Ekim Devrimi’nin kazanımları

Ekim Devrimi’nin kazanımları

02-11-2019 08:59

“İnsanın özgürleşmesi, yalnızca niteliksel olarak yeni bir toplumsal düzeni müjdelemek amaçlı burjuva toplumunun aşılması durumu ile gerçekleştirilebilir.”  

Umut Kuruç

1917 Büyük Ekim Devrimi’nin kazanımlarını tek tek ve kapsamlı bir biçimde yazmak bu sayfalara sığacak cinsten değil… Burada yazacaklarımız ancak değini olacaktır. Bugün neden Ekim Devrimi’nin insanlığın en büyük birikimi olduğuna dair de ipuçları vermeye çalışacağız. Belki bu satırlar, sosyalizmin insanlık için neden hala en gerçek ve gerekli düzen olduğuna dair de bir fikir verir okurlara…

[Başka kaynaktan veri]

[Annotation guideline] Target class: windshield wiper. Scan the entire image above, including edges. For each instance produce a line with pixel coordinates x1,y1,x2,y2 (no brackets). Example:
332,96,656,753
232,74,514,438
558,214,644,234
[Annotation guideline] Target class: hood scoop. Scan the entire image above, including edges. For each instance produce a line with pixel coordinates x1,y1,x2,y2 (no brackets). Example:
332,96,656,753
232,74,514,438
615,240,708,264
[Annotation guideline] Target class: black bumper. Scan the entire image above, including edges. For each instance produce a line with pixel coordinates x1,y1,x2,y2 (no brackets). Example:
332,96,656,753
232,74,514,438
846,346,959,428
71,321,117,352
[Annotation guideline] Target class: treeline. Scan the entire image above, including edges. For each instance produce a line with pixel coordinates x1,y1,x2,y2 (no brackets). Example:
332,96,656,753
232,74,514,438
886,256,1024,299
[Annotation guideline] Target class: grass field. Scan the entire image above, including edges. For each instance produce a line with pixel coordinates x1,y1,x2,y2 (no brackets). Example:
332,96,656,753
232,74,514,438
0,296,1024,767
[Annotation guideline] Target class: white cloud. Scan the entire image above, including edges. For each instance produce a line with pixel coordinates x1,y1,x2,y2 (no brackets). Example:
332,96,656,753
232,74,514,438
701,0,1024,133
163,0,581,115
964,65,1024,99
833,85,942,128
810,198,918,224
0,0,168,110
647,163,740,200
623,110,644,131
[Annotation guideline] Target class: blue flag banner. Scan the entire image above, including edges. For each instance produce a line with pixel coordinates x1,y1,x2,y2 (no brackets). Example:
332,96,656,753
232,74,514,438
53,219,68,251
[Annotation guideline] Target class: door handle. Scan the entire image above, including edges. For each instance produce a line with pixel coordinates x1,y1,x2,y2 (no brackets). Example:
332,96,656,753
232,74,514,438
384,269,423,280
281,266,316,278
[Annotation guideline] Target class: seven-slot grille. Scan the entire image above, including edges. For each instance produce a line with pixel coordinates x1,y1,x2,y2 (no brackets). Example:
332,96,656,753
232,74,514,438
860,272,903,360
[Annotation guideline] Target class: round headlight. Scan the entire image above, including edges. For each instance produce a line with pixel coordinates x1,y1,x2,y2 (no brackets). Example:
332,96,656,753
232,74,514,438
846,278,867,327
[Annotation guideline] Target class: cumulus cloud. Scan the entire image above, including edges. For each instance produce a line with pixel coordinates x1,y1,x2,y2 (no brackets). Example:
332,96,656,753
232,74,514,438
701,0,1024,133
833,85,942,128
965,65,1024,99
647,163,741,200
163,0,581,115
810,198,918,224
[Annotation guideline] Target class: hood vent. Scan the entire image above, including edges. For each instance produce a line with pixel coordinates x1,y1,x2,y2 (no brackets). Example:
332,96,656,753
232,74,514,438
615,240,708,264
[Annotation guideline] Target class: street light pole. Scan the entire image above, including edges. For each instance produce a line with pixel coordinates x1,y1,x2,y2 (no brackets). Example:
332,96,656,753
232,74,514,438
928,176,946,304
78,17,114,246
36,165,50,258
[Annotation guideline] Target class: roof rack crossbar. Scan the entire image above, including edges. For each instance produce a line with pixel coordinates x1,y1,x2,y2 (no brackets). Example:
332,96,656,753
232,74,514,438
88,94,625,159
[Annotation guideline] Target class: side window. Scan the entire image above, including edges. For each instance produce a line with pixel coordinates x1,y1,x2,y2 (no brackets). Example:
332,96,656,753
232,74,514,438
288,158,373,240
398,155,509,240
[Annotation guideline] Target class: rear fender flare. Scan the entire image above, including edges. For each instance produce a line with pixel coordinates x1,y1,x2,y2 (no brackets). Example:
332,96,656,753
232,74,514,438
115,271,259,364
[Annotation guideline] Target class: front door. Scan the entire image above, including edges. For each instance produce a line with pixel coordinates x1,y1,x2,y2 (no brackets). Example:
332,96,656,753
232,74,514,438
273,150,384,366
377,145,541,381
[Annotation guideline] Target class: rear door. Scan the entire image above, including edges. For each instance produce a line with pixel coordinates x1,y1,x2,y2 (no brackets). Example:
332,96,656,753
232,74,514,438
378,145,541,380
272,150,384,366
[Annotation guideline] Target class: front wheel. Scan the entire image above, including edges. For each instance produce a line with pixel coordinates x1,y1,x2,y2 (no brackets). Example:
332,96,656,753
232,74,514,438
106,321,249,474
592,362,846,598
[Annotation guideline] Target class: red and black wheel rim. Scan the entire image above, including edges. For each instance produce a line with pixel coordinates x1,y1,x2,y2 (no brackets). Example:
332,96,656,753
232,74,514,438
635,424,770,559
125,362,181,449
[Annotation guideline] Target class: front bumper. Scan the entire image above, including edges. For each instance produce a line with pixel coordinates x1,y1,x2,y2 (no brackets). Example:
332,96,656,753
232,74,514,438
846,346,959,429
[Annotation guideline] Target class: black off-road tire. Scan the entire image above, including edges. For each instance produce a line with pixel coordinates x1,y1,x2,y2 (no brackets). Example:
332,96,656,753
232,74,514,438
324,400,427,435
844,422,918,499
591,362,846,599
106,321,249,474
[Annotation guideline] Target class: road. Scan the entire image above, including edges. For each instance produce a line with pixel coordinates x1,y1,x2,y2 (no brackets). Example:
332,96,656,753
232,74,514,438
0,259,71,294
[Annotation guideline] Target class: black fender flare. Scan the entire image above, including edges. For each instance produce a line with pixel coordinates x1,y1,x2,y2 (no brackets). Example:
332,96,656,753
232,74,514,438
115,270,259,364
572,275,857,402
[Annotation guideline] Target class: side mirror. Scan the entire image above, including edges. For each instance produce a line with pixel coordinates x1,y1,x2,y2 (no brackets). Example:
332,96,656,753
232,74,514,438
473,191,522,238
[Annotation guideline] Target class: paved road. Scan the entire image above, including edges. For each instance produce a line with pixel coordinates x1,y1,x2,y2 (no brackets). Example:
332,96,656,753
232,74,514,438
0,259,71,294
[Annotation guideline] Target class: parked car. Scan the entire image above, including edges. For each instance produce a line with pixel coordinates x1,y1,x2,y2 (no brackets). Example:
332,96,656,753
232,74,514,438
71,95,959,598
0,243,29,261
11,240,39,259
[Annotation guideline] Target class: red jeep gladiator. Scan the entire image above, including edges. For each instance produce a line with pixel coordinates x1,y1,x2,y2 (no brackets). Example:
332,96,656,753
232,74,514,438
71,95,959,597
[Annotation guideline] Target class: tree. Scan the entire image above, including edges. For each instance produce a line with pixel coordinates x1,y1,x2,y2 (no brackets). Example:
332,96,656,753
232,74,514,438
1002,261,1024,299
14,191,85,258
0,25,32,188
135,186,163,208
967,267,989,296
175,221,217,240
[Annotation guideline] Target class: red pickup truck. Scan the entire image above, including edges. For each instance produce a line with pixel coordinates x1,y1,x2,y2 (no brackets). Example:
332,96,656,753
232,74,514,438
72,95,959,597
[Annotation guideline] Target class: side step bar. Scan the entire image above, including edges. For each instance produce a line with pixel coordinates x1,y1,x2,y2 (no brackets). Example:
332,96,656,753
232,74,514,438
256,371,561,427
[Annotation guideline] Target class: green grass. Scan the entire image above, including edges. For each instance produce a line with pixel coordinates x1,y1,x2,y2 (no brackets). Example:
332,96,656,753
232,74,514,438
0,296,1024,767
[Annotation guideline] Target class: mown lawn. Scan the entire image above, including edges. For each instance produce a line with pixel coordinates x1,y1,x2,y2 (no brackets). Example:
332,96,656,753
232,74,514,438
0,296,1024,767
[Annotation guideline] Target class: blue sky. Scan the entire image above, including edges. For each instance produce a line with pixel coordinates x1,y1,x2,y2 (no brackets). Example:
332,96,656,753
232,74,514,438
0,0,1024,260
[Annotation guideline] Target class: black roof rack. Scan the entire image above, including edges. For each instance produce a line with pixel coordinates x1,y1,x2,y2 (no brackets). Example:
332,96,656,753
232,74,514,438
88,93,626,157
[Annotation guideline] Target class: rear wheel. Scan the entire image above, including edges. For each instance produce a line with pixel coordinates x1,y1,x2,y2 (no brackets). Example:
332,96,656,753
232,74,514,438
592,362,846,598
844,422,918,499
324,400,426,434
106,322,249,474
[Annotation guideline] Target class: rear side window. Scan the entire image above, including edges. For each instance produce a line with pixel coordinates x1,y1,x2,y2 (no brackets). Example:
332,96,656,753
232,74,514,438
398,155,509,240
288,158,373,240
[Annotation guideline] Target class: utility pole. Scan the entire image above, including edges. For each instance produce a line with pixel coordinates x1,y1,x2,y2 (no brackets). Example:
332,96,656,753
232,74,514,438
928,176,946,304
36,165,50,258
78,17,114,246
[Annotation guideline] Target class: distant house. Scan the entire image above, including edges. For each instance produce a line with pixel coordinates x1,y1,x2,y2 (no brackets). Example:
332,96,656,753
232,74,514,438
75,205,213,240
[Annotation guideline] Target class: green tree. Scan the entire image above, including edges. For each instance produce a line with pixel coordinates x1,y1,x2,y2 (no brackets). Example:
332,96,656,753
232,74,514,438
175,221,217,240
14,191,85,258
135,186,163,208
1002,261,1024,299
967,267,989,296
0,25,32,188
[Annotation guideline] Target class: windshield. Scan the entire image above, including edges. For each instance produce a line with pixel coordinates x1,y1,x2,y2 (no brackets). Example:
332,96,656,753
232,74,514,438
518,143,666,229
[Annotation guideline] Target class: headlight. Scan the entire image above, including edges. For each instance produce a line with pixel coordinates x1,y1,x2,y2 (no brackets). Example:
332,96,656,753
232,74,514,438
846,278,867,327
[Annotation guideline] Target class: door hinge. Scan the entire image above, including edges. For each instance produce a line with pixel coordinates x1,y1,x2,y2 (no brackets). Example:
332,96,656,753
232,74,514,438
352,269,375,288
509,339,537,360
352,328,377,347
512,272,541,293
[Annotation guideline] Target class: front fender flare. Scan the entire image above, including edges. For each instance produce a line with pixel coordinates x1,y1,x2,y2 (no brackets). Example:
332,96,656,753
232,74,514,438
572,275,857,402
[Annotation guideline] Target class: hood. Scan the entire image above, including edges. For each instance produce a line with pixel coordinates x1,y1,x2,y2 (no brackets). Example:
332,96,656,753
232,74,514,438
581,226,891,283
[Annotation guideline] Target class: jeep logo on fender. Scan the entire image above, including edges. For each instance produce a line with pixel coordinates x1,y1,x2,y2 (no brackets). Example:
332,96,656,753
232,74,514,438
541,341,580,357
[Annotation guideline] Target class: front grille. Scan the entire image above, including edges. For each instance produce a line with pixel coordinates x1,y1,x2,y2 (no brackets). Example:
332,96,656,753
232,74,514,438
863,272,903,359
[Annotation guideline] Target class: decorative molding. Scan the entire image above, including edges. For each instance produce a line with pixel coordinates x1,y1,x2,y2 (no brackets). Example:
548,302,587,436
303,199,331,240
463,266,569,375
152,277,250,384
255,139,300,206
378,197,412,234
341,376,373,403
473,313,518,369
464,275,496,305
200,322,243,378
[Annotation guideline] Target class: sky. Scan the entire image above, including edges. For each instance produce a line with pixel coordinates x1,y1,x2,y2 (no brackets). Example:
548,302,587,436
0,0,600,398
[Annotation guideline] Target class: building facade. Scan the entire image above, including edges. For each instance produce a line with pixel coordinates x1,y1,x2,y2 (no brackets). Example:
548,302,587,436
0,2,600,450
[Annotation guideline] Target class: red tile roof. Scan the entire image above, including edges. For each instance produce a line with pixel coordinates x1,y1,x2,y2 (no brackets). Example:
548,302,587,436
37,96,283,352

1917 Büyük Ekim Devrimi insanlığın kurtuluşunun mümkün olduğunu kanıtlamıştır. Halklar hapishanesi tarih öncesinden çıkarken, beraberinde bütün dünya halklarını da ileri sıçratmıştır.

1789 ile aralanan aydınlığın kapısını, 1917 sonuna kadar açmıştır.

Sömürü mekanizmaları ile birlikte üretim araçlarında özel mülkiyet sonlandırılmıştır. Yani toprağın, tarımın, yeraltı ve yerüstü zenginliklerinin, bankaların, ormanların, suların, denizlerin, sahillerin üzerindeki özel mülkiyet toplumun, yani kamunun mülkiyetine geçmiş, insanın insanı sömürmesinin koşulları ortadan kaldırılmıştır. Ekonomik ve toplumsal olarak egemen sınıfın korunmasının güvencesi olan hukuk sistemi de sömürü düzeninin ortadan kalkması ile birlikte baştan aşağı değişmiş, eşitsizlikler ve adaletsizlik ortadan kalkmıştır.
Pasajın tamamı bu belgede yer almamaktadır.